Cándido didn't answer. He made coffee with sugar and condensed milk and they drank it out of _frijole__ cans, and then he cut up an onion, some _chiles__ and a tomato and cooked the rice, and she wouldn't get up, wouldn't help him, even if he'd tried to force her.
It rained the next day too, all day, and when she went out to relieve herself and bury the baby's diaper, the earth was like glue. For all this time it had been powder and now it was glue. She stood there in the rain, looking out over the misted canyon, the roofs of the houses, the barren scar of Cándido's fire, and the rain smelled good, smelled of release and reprieve-smelled, ever so faintly, of home. She had to get away, even if it meant bundling up Socorro and walking all the way back to the border, and if she starved along the way, then that was God's will.
It was dark inside, dark as a hole in the ground, and when the rain slackened to a drizzle, she brought the baby outside for a breath of air. Sitting there high on the hillside, watching the clouds roll out over the canyon all the way to the sea and the cars creep like toys up the slick canyon road, she felt better. This was America and it was a beautiful place, drier and hotter than Tepoztlán in the dry season and colder in the wet, but she felt that there was peace here if only she could find it. Peace and prosperity too.

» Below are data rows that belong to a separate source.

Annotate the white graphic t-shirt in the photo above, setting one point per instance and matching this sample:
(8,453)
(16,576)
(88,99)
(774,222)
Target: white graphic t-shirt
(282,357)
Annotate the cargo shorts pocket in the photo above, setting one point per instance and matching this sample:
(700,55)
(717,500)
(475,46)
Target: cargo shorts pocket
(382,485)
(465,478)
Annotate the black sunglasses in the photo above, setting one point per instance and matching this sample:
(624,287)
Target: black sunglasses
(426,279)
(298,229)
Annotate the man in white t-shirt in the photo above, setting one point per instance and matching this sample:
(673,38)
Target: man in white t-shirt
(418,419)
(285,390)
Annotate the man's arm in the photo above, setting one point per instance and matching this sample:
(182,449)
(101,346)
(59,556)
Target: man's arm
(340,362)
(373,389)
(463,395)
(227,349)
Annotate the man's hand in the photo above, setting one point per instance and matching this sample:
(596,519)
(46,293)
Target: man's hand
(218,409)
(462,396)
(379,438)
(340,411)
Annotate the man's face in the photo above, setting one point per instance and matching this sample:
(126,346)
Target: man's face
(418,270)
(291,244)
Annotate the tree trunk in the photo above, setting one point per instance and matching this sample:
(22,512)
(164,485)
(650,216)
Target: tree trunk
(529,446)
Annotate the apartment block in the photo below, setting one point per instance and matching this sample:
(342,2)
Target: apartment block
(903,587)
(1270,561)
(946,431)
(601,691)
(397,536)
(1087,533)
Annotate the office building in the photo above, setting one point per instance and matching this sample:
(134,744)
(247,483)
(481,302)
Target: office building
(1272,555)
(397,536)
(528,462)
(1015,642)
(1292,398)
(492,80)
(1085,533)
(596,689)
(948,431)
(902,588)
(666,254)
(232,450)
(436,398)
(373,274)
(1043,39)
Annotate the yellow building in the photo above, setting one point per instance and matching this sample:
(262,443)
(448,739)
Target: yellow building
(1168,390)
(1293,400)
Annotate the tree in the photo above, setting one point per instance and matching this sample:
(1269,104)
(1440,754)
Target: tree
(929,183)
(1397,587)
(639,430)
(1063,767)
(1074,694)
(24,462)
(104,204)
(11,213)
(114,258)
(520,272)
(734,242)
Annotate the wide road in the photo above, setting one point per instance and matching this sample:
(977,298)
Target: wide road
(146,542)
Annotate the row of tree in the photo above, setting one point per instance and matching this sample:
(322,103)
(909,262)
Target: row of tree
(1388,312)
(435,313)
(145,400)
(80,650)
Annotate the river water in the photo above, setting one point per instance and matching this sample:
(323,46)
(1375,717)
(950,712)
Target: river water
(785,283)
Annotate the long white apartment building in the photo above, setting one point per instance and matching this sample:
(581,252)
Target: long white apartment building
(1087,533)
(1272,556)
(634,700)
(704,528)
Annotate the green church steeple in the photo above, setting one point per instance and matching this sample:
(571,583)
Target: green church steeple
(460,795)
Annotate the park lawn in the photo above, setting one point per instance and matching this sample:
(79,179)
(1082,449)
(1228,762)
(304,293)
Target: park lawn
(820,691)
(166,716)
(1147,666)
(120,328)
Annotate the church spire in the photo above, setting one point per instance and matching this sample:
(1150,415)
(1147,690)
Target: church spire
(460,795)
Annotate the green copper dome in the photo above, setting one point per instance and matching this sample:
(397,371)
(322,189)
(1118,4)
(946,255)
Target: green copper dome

She looked down then into her daughter's face and the baby was staring past her, staring up and away into a distance she couldn't possibly contain, and it was in that moment that America felt the naked sharp claws of apprehension take hold bf her. She passed a hand over her daughter's face and her daughter didn't blink. She bent her own face to Socorro's and tugged at those dull black irises with her own and they only stared, as if there were a wall between them. And then the baby blinked and sneezed and the eyes stared at nothing.
Cándido told her they were eating rabbit, but rabbit was hard to come by up here. Those other little four-legged beasts, the ones with the bells on their collars to warn away the birds, they were easier to catch. All you had to do was wait till midnight, slip over the wall and whisper, “Kitty, here, kitty.” So they ate meat, even if it tasted stringy and sour, and they ate kibble and rice and whatever fruits and vegetables he dared to take. They had water. They had heat. They had a roof over their heads. But it was all a stopgap, a delaying action, a putting off of the inevitable. He'd stared so long and so hard at that strip of road out front of the post office, waiting for the apparition of Señor Willis's Corvair, that it wasn't a real place anymore, but a scene he'd devised in his brain-if he blinked, it wouldn't exist. There were no braceros there, not a one, and the word must have been out. Cándido didn't dare show himself and if he didn't show himself how could he get work? And if he couldn't get work, no matter how many things he borrowed from the houses beyond the wall or how many cans he collected in the bushes, sooner or later they would starve. If only he could call Señor Willis, but Señor Willis didn't have a phone. He could go back to Canoga Park, but there was no work there, he knew that already, and a hundred men ready to kill for whatever work might turn up. A little money, that was all he needed-with a little money he might think about going back to Tepoztlán, at least for the winter. His aunt might take them in, and he could always make charcoal, but América-he'd boasted to her, he'd promised her things-America would certainly leave him then, mewed up behind the gate at her father's house till she was a hag scrubbing the floors and Socorro was married off to some _chingado__ her old man owed money to.